ORLANDO, Fla. - Medical professionals familiar with patient injuries linked to Da Vinci robotic surgical procedures told WKMG-TV there are some surgeons who shouldn't be performing those surgeries because they don't have enough experience.
An Arizona physician, who spoke on condition of anonymity, said, "The assumption is that you already are competent and (have hospital privileges) to perform laparoscopic surgery. The requirement to be privileged in robotic surgery is three cases."
Several board-certified surgeons told WKMG-TV that's not enough for any surgeon learning the new technology.
A veteran surgeon who spoke on condition of anonymity said "I think there are certain surgeons who should not be doing robotic surgery."
The surgeons who spoke to WKMG-TV felt that patients need to have access to a surgeon's success rate, a sort of medical report card.
David Antoon, 69, a volunteer patient advocate with Consumer Reports, told WKMG-TV he agrees but he wants the federal government to develop a protocol for training surgeons on the Da Vinci devices or any robotic surgical system.
"We need national credentialing standards," Antoon said."We do not have that in this country."
Antoon filed a lawsuit against the Cleveland Clinic after he learned his prostate surgery was "handed off to doctors in training."
His 10-year legal fight ended in dismissal but he blames that on tort reform that limited his legal leverage.
"Nobody gets full accountability in a lawsuit," Antoon said. "You can't be made whole."
Nativity Najera, 36, of Arizona, is still looking for an attorney to represent her in a malpractice case involving a hysterectomy.

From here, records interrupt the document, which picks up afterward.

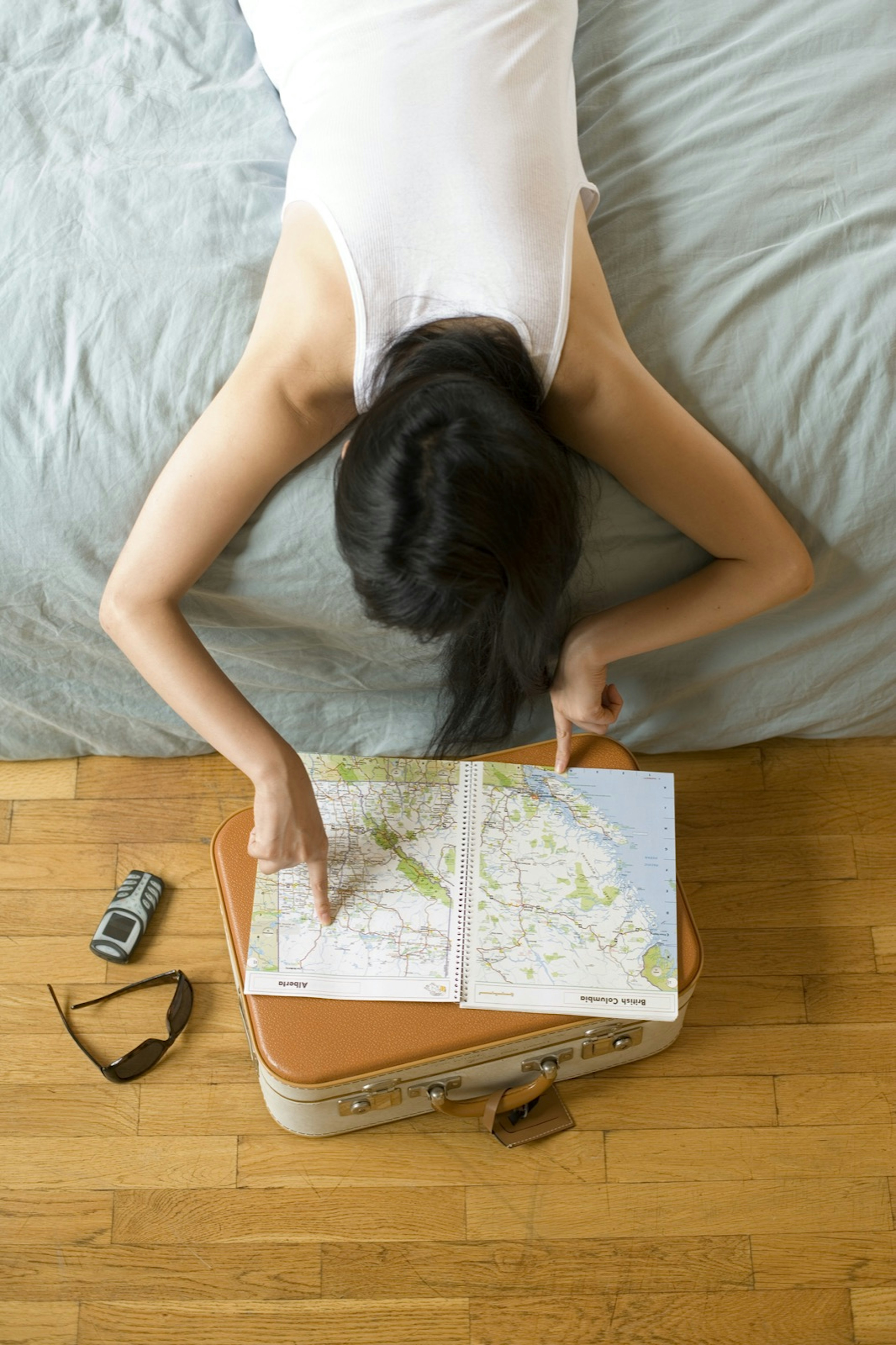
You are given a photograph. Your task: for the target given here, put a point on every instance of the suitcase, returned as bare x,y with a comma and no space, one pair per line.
334,1066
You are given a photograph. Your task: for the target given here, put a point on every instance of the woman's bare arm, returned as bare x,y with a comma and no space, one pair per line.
290,395
621,417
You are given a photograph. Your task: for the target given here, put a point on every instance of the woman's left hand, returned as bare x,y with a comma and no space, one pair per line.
580,693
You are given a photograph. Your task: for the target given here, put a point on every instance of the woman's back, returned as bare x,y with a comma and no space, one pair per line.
438,142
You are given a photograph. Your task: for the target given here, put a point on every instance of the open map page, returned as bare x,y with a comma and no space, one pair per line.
393,826
494,886
574,902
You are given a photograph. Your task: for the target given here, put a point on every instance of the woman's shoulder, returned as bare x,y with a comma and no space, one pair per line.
306,323
592,327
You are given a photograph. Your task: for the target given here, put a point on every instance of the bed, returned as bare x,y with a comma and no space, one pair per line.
745,159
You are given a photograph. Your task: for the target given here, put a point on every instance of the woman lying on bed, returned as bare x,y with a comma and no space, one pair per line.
458,496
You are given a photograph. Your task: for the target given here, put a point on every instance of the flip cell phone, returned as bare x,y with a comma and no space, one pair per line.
127,917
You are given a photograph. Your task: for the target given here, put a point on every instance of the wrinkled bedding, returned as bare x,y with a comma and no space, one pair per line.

She blames the manufacturer Intuitive Surgical Systems Inc., as well as her gynecologist, who, according to Najera, had performed less than a dozen hysterectomies using the device when he performed hers.
"It's been horrible," a tearful Najera told WKMG-TV. I've had five surgeries, three procedures to help me with the pain and walking, and I pretty much lost my life in those couple of seconds."
Najera said she was a very active "soccer mom" now she says, she can't leave her house because of the pain.
The Da Vinci website clearly states that "there are risks with any surgical procedure."
The $2 million machine is designed to provide minimally invasive surgery.
A recent review of Food and Drug Administration records by Pennsylvania-based Device Events found more than 19,000 reported malfunctions, injuries, and deaths involving Da Vinci robotic-assisted surgeries between 2000 and September 2017.
There have been an estimated 3 million procedures performed using the Da Vinci system.
Still, some doctors aren't sure the technology is effective in all procedures.
Thursday's Wall Street Journal cited medical studies in the Journal of American Medical Association that said, "in some types of surgery," robotic surgical procedures "have a lower success rate."